Apocalypse Z (2013) 0 Stars

“There is no hope.”

 

Apocalypse Z (2013)

Director: Luca Boni, Marco Ristori

Cast: Christian Boeving, Mike Mitchell, Tara Cardinal

Synopsis: A team of soldiers are assembled to help end a zombie outbreak in a Romanian town.

 

 

 

What we have here is a typically opportunistic attempt by filmmakers working on the comparatively impoverished fringes of the movie industry to cash in on the release of a major Hollywood pic. In this case the Hollywood movie is the Brad Pitt multi-million dollar epic World War Z. The notoriously bad German movie-maker Uwe Boll changed the title of this cheap flick from Zombie Massacre to Apocalypse Z, even though there’s no apocalypse and, strictly speaking, the ‘zombies’ are actually victims of some biological/radioactive fallout rather than the dead come back to life. To be fair to Boll, he didn’t direct this effort — the blame there lies with Luca Boni and Marco Ristori — he merely served as one of the producers (and has a role as the President of the United States, complete with thick German accent) but it shares the typical low standards of a movie directed by him. The budget was around $1 million, which isn’t a small sum of money to you and me, but is a pittance in the movie world.
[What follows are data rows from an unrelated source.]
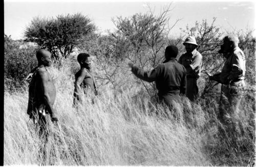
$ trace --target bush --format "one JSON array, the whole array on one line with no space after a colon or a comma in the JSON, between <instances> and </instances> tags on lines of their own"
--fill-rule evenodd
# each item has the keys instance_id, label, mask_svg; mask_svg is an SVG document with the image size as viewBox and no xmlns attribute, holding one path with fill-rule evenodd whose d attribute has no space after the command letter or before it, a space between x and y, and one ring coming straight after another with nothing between
<instances>
[{"instance_id":1,"label":"bush","mask_svg":"<svg viewBox=\"0 0 256 167\"><path fill-rule=\"evenodd\" d=\"M59 54L67 58L84 36L94 31L91 22L79 13L59 15L56 19L34 18L25 31L26 40L47 48L58 62Z\"/></svg>"},{"instance_id":2,"label":"bush","mask_svg":"<svg viewBox=\"0 0 256 167\"><path fill-rule=\"evenodd\" d=\"M32 45L20 45L19 42L5 35L5 91L20 90L27 85L24 78L37 64L35 57L37 49L38 47Z\"/></svg>"}]
</instances>

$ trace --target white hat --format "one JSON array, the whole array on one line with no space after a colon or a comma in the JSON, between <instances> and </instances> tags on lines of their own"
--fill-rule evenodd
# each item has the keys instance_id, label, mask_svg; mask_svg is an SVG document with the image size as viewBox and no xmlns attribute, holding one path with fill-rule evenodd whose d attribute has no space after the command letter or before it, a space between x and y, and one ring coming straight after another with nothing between
<instances>
[{"instance_id":1,"label":"white hat","mask_svg":"<svg viewBox=\"0 0 256 167\"><path fill-rule=\"evenodd\" d=\"M190 43L191 44L197 45L197 46L198 46L198 45L197 43L197 41L196 41L196 38L195 38L194 37L192 36L189 36L187 38L186 38L185 41L183 42L183 45L185 43Z\"/></svg>"}]
</instances>

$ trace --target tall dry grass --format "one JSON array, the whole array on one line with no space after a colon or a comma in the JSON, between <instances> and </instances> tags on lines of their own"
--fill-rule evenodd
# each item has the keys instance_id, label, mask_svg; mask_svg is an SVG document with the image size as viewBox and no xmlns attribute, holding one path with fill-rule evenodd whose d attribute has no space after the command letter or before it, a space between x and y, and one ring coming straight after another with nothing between
<instances>
[{"instance_id":1,"label":"tall dry grass","mask_svg":"<svg viewBox=\"0 0 256 167\"><path fill-rule=\"evenodd\" d=\"M27 90L5 93L5 165L243 165L248 161L245 157L253 155L254 150L248 147L254 144L254 138L247 138L249 134L245 134L240 140L250 144L244 146L248 155L230 155L228 160L237 158L235 163L225 160L223 152L228 154L231 148L219 136L212 110L217 107L215 104L203 106L200 101L190 103L183 98L182 103L176 104L169 112L176 117L157 115L167 109L137 95L136 88L114 98L105 86L93 103L91 97L86 98L73 107L74 78L70 71L66 66L50 69L57 88L54 108L59 122L50 125L46 157L42 151L44 140L26 114ZM254 137L252 125L244 123L252 128Z\"/></svg>"}]
</instances>

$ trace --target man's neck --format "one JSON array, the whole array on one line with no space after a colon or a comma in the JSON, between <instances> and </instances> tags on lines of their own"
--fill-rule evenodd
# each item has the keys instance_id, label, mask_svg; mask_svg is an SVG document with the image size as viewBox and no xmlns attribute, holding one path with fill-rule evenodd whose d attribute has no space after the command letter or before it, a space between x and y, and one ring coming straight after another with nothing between
<instances>
[{"instance_id":1,"label":"man's neck","mask_svg":"<svg viewBox=\"0 0 256 167\"><path fill-rule=\"evenodd\" d=\"M38 67L45 67L45 65L43 64L38 64L37 65Z\"/></svg>"},{"instance_id":2,"label":"man's neck","mask_svg":"<svg viewBox=\"0 0 256 167\"><path fill-rule=\"evenodd\" d=\"M80 69L82 69L82 68L85 68L87 70L89 71L91 71L91 69L90 68L86 68L86 67L84 67L84 66L80 66Z\"/></svg>"}]
</instances>

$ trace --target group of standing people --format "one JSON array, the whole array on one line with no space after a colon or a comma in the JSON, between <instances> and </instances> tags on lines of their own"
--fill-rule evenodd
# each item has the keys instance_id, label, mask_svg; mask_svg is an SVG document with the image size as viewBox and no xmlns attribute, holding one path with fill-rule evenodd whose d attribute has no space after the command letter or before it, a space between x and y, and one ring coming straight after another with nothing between
<instances>
[{"instance_id":1,"label":"group of standing people","mask_svg":"<svg viewBox=\"0 0 256 167\"><path fill-rule=\"evenodd\" d=\"M239 114L239 106L245 84L245 57L239 47L238 38L225 36L219 53L226 59L221 72L209 74L210 80L222 84L218 118L224 124L232 123ZM164 62L150 72L144 72L133 63L129 65L138 78L155 81L160 102L172 107L179 102L180 95L186 95L191 101L198 95L197 79L201 75L202 56L197 50L198 45L194 37L188 37L183 43L186 52L177 60L178 49L174 45L165 49Z\"/></svg>"},{"instance_id":2,"label":"group of standing people","mask_svg":"<svg viewBox=\"0 0 256 167\"><path fill-rule=\"evenodd\" d=\"M233 35L224 38L219 51L226 58L224 67L221 72L214 75L208 74L210 80L222 84L219 117L223 123L230 121L230 118L237 114L242 91L245 87L245 58L238 43L238 38ZM197 79L201 75L203 57L197 50L198 45L195 37L188 37L183 45L186 52L178 60L178 48L174 45L167 46L164 62L151 71L144 72L132 63L128 64L132 72L138 78L148 82L155 81L160 101L168 106L172 105L173 101L179 102L180 95L185 95L193 101L198 95ZM56 89L46 68L52 64L51 53L41 49L37 52L36 58L38 66L29 75L30 84L27 114L30 118L37 121L43 131L47 123L47 115L50 116L52 121L58 121L53 107ZM87 91L92 91L97 94L97 87L91 72L89 54L79 54L77 61L80 69L75 75L74 105L81 98L79 91L81 88L86 94Z\"/></svg>"}]
</instances>

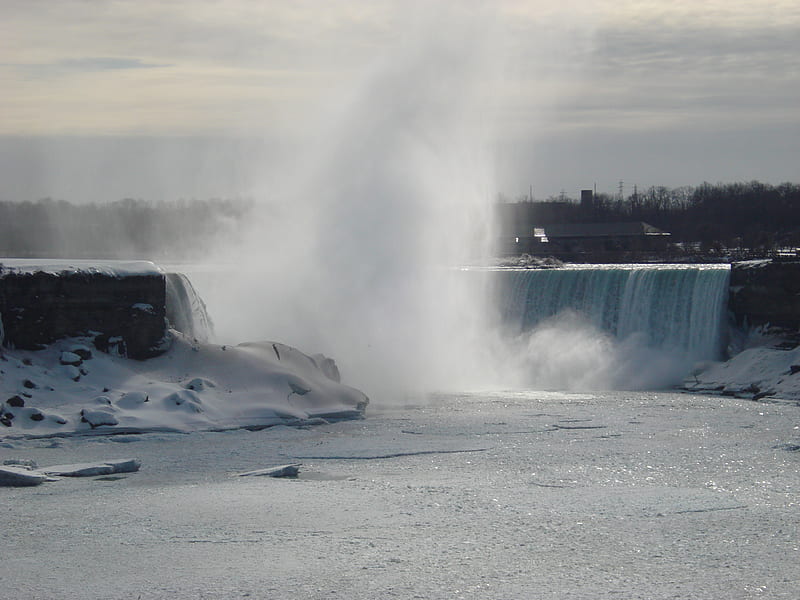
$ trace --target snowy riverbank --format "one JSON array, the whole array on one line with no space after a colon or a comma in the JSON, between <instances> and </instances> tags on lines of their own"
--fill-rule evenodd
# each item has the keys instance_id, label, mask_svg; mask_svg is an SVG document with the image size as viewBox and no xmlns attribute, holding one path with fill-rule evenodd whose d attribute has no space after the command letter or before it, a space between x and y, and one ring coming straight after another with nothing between
<instances>
[{"instance_id":1,"label":"snowy riverbank","mask_svg":"<svg viewBox=\"0 0 800 600\"><path fill-rule=\"evenodd\" d=\"M144 361L89 338L0 349L0 440L124 432L259 428L360 418L367 397L333 360L280 343L201 344L172 331Z\"/></svg>"},{"instance_id":2,"label":"snowy riverbank","mask_svg":"<svg viewBox=\"0 0 800 600\"><path fill-rule=\"evenodd\" d=\"M754 400L800 402L800 347L747 348L726 362L701 365L686 378L683 387Z\"/></svg>"}]
</instances>

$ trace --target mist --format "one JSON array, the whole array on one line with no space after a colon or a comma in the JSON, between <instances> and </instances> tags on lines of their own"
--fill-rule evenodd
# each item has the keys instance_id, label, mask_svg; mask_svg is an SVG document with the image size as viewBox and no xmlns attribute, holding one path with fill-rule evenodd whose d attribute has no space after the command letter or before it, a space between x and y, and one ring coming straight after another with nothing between
<instances>
[{"instance_id":1,"label":"mist","mask_svg":"<svg viewBox=\"0 0 800 600\"><path fill-rule=\"evenodd\" d=\"M309 145L220 254L239 277L201 286L221 340L323 352L376 400L474 377L487 314L457 268L492 238L491 27L436 14L403 31L297 124Z\"/></svg>"}]
</instances>

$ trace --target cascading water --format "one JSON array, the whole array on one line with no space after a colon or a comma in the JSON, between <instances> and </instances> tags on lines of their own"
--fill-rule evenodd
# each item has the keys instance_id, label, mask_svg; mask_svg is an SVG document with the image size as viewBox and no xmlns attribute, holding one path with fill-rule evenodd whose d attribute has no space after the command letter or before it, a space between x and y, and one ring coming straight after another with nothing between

The story sees muscle-bound prisoner Jack Stone (Christian Boeving) offered an early release and reunion with his young daughter in return for planting a bomb in a nuclear plant somewhere in a remote region of Romania, where life is grim and movie-making tax subsidies are plentiful. It seems that at a nearby base the pesky US government has been experimenting with a bacteriological weapon with the aim of producing a super soldier, but the fallout from an accidental explosion has resulted in residents of the nearby town turning into ravenous zombie-like creatures. To be honest, judging by the brief peek at the drab life endured by one victim I’d imagine that zombification would bring some much-needed excitement into their lives.

Stone accepts the mission and is teamed up with a pair of mercenaries. The first is Dragan Ilic (Daniel Vivian), a crack shot who can ‘hit a mouse’s head from a mile away’ but whose weapon of choice is a bolt action rifle which means he can only reel off one shot every ten seconds or so, which isn’t really much use when you’ve got a horde of ravenous Romanian zombies coming at you. Needless to say, Dragan doesn’t survive to see the promised pay-day. The second mercenary is John ‘Mad Dog’ McKellen (Mike Mitchell), a canny Scot who’s a whizz with bombs but not so hot with the chat-up lines, which means he gets the cold shoulder from the fourth member of the band, the exotically named Eden Shizuka (Tara Cardinal), who sounds like she should be Asian but is actually a white redhead. Eden says nothing for the first hour or so, which is supposed to make her mysterious, but the only mystery about her is how she got a reputation as a master swords-woman when she barely seems capable of pointing her weapons in the right direction. You wouldn’t exactly pin your hopes on this lot saving humanity, but I guess you have to be a little circumspect when you’re trying to keep the fact that there are zombies on the loose a secret from the world.

To be honest, you never really see more than a dozen zombies at once, and they’re completely absent for large chunks of time while the disparate group of mercenaries engage in endless rounds of boring dialogue that do little to advance the plot but which are cheaper than shooting action scenes. When we do finally get a good look at them it’s quite a surprise to discover that their make-up is actually quite convincing for this level of movie, so credit is at least due to the make-up department. The directors need to decide whether these zombies are slow-motion stumblers or Olympic standard sprinters though, because we get both here.

Apocalypse Z is a bad movie, have no doubt about it. It lacks any degree of tension or suspense, and has long periods in which nothing much at all happens. The quality of the acting ranges from barely adequate to unbearable, and the clashes with zombies are poorly choreographed due to fairly atrocious directing from Boni and Ristori, who for no apparent reason choose to film in bleached out colours that border on black and white at times. And yet, for all these criticisms there is a level of trashy enjoyment to be gained from Apocalypse Z that at least makes it one of the better crap movies.